Traditional folk music has been defined in several ways: as music transmitted orally, or as music with unknown composers. It has been contrasted with commercial and classical styles. One meaning often given is that of old songs, with no known composers; another is music that has been transmitted and evolved by a process of oral transmission or performed by custom over a long period of time.
Starting in the mid-20th century a new form of popular folk music evolved from traditional folk music. This process and period is called the (second) folk revival and reached a zenith in the 1960s. This form of music is sometimes called contemporary folk music or folk revival music to distinguish it from earlier folk forms. Smaller similar revivals have occurred elsewhere in the world at other times, but the term folk music has typically not been applied to the new music created during those revivals. This type of folk music also includes fusion genres such as folk rock, folk metal, electric folk, and others. While contemporary folk music is a genre generally distinct from traditional folk music, in English it shares the same name, and it often shares the same performers and venues as traditional folk music. Even individual songs may be a blend of the two.
A consistent definition of traditional folk music is elusive. The terms folk music, folk song, and folk dance are comparatively recent expressions. They are extensions of the term folklore, which was coined in 1846 by the English antiquarian William Thoms to describe “the traditions, customs, and superstitions of the uncultured classes.” The term is further derived from the German expression Volk, in the sense of “the people as a whole” as applied to popular and national music by Johann Gottfried Herder and the German Romantics over half a century earlier. Traditional folk music also includes most indigenous music.

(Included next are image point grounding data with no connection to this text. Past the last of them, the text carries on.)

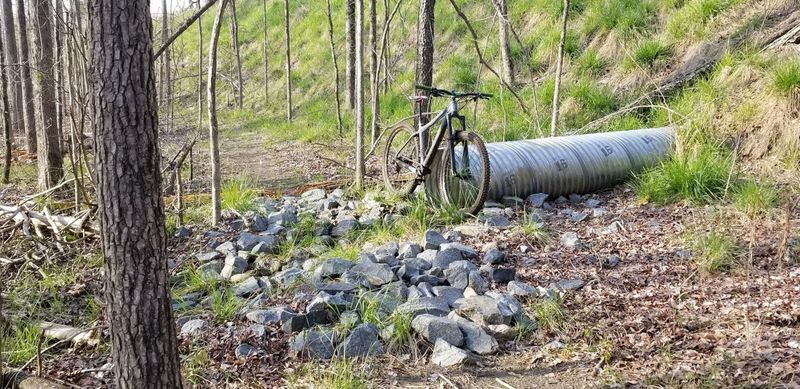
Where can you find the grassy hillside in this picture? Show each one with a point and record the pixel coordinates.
(616, 50)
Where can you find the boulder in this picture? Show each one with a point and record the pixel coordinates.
(435, 327)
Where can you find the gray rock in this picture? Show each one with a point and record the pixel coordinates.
(433, 240)
(362, 342)
(226, 248)
(494, 256)
(467, 252)
(409, 250)
(485, 310)
(234, 265)
(436, 306)
(444, 258)
(279, 314)
(332, 268)
(537, 200)
(435, 327)
(376, 274)
(344, 226)
(449, 293)
(458, 277)
(314, 344)
(520, 289)
(245, 350)
(193, 326)
(446, 355)
(502, 275)
(570, 240)
(475, 338)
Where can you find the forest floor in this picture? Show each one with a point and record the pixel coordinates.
(648, 314)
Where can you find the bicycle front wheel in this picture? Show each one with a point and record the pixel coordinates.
(464, 175)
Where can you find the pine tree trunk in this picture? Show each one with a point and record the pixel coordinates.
(27, 82)
(49, 155)
(5, 112)
(13, 68)
(350, 47)
(559, 65)
(359, 109)
(266, 56)
(374, 77)
(213, 130)
(235, 42)
(335, 72)
(289, 115)
(144, 347)
(505, 49)
(424, 71)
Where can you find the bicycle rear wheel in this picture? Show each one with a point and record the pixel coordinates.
(464, 175)
(400, 160)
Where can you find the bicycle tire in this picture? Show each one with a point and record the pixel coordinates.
(404, 188)
(470, 206)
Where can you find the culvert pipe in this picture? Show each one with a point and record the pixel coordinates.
(568, 164)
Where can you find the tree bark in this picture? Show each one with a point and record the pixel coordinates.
(424, 71)
(374, 76)
(266, 56)
(335, 72)
(144, 348)
(359, 109)
(235, 42)
(5, 111)
(48, 154)
(289, 115)
(350, 46)
(13, 67)
(505, 48)
(27, 82)
(213, 130)
(559, 65)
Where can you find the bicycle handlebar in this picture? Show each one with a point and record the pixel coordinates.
(436, 92)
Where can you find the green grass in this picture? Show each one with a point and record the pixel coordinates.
(699, 176)
(714, 251)
(647, 55)
(238, 195)
(785, 76)
(753, 198)
(20, 342)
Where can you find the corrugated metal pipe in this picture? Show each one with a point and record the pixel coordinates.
(569, 164)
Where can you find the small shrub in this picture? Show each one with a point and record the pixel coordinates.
(715, 251)
(238, 195)
(699, 177)
(753, 198)
(646, 55)
(785, 76)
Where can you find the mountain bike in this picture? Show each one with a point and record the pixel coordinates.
(456, 163)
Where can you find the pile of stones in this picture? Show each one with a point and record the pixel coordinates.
(458, 299)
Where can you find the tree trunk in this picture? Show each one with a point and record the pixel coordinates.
(144, 348)
(335, 72)
(12, 67)
(374, 77)
(235, 42)
(350, 46)
(213, 130)
(359, 109)
(266, 56)
(424, 71)
(49, 145)
(27, 82)
(505, 49)
(289, 115)
(559, 64)
(5, 111)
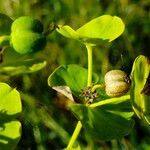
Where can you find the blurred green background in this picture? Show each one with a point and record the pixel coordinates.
(47, 124)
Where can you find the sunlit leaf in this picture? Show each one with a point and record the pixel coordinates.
(5, 24)
(67, 31)
(72, 76)
(140, 92)
(105, 27)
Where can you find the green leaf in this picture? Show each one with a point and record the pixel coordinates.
(140, 87)
(70, 79)
(9, 135)
(104, 123)
(5, 24)
(105, 27)
(10, 107)
(22, 67)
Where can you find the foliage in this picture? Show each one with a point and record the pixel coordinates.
(119, 55)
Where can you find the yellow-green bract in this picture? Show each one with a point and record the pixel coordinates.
(26, 35)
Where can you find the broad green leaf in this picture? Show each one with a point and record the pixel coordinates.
(70, 79)
(22, 67)
(10, 107)
(5, 24)
(140, 87)
(107, 122)
(105, 27)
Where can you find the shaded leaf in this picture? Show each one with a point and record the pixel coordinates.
(22, 67)
(106, 122)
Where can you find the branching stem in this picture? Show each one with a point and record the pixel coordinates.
(89, 82)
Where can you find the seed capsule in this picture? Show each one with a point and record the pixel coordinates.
(117, 83)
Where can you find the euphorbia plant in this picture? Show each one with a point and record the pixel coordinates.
(104, 119)
(25, 36)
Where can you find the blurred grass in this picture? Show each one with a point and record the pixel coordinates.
(42, 128)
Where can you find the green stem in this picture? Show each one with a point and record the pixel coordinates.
(97, 86)
(111, 100)
(74, 135)
(89, 82)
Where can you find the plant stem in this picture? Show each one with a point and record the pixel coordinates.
(107, 101)
(89, 51)
(4, 40)
(74, 135)
(89, 82)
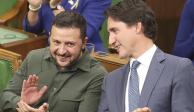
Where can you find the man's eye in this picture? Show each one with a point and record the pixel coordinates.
(56, 42)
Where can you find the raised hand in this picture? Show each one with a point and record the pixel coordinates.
(35, 3)
(30, 92)
(23, 107)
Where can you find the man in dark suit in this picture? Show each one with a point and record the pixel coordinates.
(160, 82)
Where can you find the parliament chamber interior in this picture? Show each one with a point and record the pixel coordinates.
(15, 43)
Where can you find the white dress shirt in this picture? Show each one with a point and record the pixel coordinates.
(145, 60)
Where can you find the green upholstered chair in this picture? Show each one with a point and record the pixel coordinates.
(103, 31)
(9, 63)
(10, 11)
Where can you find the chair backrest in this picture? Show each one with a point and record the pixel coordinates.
(9, 63)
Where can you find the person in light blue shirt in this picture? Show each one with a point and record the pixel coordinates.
(41, 14)
(184, 44)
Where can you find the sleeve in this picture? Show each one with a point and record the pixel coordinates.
(37, 28)
(11, 95)
(184, 43)
(92, 95)
(94, 15)
(103, 106)
(183, 88)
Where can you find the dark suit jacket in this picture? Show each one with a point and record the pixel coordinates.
(168, 86)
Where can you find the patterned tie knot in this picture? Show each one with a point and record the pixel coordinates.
(135, 64)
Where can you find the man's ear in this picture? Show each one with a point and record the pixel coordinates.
(139, 27)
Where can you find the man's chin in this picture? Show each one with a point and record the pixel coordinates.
(122, 55)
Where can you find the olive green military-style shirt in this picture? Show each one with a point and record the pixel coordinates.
(74, 89)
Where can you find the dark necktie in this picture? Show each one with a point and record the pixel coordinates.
(134, 87)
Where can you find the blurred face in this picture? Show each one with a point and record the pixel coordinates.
(66, 45)
(122, 37)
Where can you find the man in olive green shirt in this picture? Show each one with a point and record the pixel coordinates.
(62, 75)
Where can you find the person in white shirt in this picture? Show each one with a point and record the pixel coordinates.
(152, 80)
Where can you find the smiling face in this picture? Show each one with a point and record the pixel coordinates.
(122, 37)
(66, 45)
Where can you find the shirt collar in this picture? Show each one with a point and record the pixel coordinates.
(146, 57)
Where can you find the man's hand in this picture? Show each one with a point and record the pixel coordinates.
(144, 109)
(23, 107)
(35, 3)
(30, 93)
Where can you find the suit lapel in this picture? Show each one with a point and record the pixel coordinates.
(153, 75)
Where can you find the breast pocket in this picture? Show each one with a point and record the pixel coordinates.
(68, 103)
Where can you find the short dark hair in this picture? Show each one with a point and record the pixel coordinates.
(133, 11)
(70, 19)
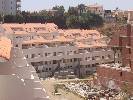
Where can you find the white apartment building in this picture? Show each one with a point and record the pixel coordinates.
(60, 52)
(9, 7)
(18, 79)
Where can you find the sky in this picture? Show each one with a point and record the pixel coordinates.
(31, 5)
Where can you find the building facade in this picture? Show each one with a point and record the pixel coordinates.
(96, 8)
(67, 52)
(119, 76)
(9, 7)
(18, 79)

However, despite the assembly of an enormous body of work over some two centuries, there is still no certain definition of what folk music (or folklore, or the folk) is. Folk music may tend to have certain characteristics but it cannot clearly be differentiated in purely musical terms. One meaning often given is that of “old songs, with no known composers”, another is that of music that has been submitted to an evolutionary “process of oral transmission…. the fashioning and re-fashioning of the music by the community that give it its folk character.”
Such definitions depend upon “(cultural) processes rather than abstract musical types…”, upon “continuity and oral transmission…seen as characterizing one side of a cultural dichotomy, the other side of which is found not only in the lower layers of feudal, capitalist and some oriental societies but also in ‘primitive’ societies and in parts of ‘popular cultures’.” One widely used definition is simply “Folk music is what the people sing”.
Talking about folk
For Scholes, as well as for Cecil Sharp and Béla Bartók, there was a sense of the music of the country as distinct from that of the town. Folk music was already, “…seen as the authentic expression of a way of life now past or about to disappear (or in some cases, to be preserved or somehow revived),”particularly in “a community uninfluenced by art music” and by commercial and printed song. Lloyd rejected this in favour of a simple distinction of economic class yet for him true folk music was, in Charles Seeger’s words, “associated with a lower class” in culturally and socially stratified societies. In these terms folk music may be seen as part of a “schema comprising four musical types: ‘primitive’ or ‘tribal’; ‘elite’ or ‘art’; ‘folk’; and ‘popular’.”
Music in this genre is also often called traditional music. Although the term is usually only descriptive, in some cases people use it as the name of a genre. For example, the Grammy Award previously used “traditional music” for folk music that is not contemporary folk music.